MOBILE, Ala. (WKRG) — Researchers with the University of Alabama and other schools are teaming up to tackle a messy problem in Alabama’s black belt. For decades the multi-county region just to our north has had inadequate wastewater treatment. The sewage inevitably ends up in waterways close to home. In Greene County Alabama, it’s easy to find someone worried about the water.
“For anyone to come here and help us with the issues we have here Greene County, especially the water,” said resident Jacqueline Allen talking to our sister station WIAT. The help is coming in part from the University of South Alabama. USA is taking the lead in a pilot program to study sewage problems and solutions.

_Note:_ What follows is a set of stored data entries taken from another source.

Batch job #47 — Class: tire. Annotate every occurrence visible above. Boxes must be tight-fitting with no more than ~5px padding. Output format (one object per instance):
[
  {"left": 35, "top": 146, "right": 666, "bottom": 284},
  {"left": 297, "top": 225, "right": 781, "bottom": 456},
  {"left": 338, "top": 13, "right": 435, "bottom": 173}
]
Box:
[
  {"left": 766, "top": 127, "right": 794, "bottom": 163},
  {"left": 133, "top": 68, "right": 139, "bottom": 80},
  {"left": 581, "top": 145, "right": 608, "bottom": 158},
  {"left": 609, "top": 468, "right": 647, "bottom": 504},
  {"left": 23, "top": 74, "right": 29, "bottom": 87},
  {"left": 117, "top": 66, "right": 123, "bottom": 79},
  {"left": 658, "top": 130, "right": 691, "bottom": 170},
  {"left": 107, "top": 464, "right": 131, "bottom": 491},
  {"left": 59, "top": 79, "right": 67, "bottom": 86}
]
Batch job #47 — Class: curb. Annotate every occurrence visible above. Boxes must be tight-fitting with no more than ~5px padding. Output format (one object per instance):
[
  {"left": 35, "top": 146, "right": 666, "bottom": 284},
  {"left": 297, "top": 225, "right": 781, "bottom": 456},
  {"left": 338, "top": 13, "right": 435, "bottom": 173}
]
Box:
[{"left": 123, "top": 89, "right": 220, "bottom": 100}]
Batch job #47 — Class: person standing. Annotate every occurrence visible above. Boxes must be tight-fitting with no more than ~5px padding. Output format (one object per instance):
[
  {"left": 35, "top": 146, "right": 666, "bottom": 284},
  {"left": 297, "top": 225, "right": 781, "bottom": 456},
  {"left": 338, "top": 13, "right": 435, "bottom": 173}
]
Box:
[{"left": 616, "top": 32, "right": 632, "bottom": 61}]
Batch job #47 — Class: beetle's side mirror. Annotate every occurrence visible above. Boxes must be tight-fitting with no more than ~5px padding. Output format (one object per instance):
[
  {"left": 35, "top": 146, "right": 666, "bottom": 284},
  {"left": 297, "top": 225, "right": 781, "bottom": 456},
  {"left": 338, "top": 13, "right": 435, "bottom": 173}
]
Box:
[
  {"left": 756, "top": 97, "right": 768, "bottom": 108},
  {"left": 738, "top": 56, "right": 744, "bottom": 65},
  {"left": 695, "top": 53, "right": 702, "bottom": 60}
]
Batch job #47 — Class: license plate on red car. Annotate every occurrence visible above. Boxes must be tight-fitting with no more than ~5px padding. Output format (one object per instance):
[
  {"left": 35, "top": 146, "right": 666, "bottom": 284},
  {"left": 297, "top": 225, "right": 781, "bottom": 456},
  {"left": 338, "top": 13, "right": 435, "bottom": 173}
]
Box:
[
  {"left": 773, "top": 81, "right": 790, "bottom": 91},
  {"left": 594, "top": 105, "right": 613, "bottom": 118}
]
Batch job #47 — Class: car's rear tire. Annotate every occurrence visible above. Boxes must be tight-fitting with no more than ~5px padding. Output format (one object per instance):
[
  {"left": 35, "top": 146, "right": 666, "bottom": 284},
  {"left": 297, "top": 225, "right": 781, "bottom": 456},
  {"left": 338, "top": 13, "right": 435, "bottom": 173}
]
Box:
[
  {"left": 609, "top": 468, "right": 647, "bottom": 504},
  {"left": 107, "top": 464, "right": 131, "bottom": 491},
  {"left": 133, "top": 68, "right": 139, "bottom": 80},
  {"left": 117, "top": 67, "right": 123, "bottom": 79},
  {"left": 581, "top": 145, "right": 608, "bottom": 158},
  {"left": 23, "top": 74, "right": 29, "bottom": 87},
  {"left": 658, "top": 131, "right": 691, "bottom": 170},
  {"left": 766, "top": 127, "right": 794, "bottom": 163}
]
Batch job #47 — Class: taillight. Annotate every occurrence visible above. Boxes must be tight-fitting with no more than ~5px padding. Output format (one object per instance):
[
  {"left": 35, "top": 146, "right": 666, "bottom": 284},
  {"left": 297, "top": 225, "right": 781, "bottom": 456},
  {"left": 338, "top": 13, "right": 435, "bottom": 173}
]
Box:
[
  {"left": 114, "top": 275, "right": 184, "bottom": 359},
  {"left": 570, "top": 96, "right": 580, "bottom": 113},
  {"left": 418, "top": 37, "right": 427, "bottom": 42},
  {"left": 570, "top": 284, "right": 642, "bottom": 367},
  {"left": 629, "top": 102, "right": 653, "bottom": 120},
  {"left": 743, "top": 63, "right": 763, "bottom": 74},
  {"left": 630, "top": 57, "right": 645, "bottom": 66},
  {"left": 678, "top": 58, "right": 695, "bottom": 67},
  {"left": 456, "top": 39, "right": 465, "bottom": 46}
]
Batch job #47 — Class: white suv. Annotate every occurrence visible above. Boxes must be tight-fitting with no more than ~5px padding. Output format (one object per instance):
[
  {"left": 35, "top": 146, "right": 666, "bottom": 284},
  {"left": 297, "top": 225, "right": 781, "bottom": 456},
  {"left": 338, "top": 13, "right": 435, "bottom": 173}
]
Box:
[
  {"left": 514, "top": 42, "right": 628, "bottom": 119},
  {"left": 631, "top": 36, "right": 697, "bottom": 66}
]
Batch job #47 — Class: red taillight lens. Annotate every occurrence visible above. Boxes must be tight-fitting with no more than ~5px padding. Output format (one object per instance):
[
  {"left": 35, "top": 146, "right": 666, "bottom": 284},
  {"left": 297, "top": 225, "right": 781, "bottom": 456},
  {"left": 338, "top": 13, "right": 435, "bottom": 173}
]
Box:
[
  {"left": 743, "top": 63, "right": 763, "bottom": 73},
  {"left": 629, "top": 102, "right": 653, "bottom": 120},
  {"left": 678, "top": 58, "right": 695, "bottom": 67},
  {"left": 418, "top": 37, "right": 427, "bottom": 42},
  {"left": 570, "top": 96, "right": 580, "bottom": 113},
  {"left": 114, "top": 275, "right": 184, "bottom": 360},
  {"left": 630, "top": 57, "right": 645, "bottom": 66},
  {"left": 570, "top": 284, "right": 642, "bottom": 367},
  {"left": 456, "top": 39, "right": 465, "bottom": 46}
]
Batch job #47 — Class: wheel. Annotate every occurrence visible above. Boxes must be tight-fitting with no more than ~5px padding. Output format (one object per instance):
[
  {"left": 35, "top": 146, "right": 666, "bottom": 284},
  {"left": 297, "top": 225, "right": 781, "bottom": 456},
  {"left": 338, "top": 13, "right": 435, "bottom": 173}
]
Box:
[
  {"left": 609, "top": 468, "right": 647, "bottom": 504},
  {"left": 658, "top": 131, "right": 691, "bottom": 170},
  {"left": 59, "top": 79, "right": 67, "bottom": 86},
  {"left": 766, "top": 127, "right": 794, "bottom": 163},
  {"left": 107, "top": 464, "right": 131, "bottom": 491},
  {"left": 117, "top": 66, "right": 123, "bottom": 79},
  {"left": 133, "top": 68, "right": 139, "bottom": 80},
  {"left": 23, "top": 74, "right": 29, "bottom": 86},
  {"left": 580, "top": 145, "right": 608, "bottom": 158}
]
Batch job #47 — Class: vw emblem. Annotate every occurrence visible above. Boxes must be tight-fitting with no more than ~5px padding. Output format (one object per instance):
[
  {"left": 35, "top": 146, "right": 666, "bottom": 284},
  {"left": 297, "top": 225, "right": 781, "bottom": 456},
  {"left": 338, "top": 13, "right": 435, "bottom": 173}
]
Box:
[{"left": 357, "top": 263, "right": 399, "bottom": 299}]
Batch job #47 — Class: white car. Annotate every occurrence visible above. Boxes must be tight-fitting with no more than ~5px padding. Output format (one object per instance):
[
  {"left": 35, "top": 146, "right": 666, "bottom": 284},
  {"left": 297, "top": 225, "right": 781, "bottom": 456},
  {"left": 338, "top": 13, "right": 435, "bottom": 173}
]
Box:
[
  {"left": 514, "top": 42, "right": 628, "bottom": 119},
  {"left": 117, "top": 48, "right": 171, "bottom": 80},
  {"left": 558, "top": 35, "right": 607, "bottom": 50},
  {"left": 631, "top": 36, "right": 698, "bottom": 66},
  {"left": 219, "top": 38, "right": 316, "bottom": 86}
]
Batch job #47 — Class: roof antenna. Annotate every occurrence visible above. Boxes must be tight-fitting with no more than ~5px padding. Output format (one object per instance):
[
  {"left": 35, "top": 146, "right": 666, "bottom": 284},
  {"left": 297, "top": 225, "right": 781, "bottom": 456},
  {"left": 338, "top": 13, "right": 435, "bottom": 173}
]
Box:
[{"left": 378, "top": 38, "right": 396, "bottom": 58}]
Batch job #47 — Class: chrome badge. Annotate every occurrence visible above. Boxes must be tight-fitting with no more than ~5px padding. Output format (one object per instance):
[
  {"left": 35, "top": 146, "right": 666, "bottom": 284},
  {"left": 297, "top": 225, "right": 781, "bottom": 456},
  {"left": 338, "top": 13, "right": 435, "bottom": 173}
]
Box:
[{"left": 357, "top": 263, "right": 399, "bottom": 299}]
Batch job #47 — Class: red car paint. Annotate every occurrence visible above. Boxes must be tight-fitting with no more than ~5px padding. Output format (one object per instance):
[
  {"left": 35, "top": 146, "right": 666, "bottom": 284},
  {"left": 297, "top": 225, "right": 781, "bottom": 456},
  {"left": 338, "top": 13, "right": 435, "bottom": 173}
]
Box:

“There may be as much as 3,400,000 gallons of raw sewage being put out onto the ground every day in the black belt region,” said USA Professor Dr. Kevin White. [The region] can’t develop economically. No business or industry will locate in an area that doesn’t have the infrastructure for wastewater management.” Dr. White and others will study building a small-scale wastewater treatment facility. This one is planned for Newburn, Alabama in Hale County. If successful it could spread to other parts of the country.
“Native American Tribal lands out west, Alaska, Hawaii, Appalachia these places where we have sanitary and wastewater conditions that are not appropriate and may be a threat to public health,” said Dr. White. While the project is hundreds of miles away, the wastewater in the blackbelt trickles down to us.
“Everything that lands on land up there comes down and into our waterways,” said Casi Callaway with Mobile Baykeeper. “You’re looking at a smaller population but a population that is just like any other if you don’t have sewage and you don’t treat your sewage it is going directly into waterways.” Work on the USA project begins in December.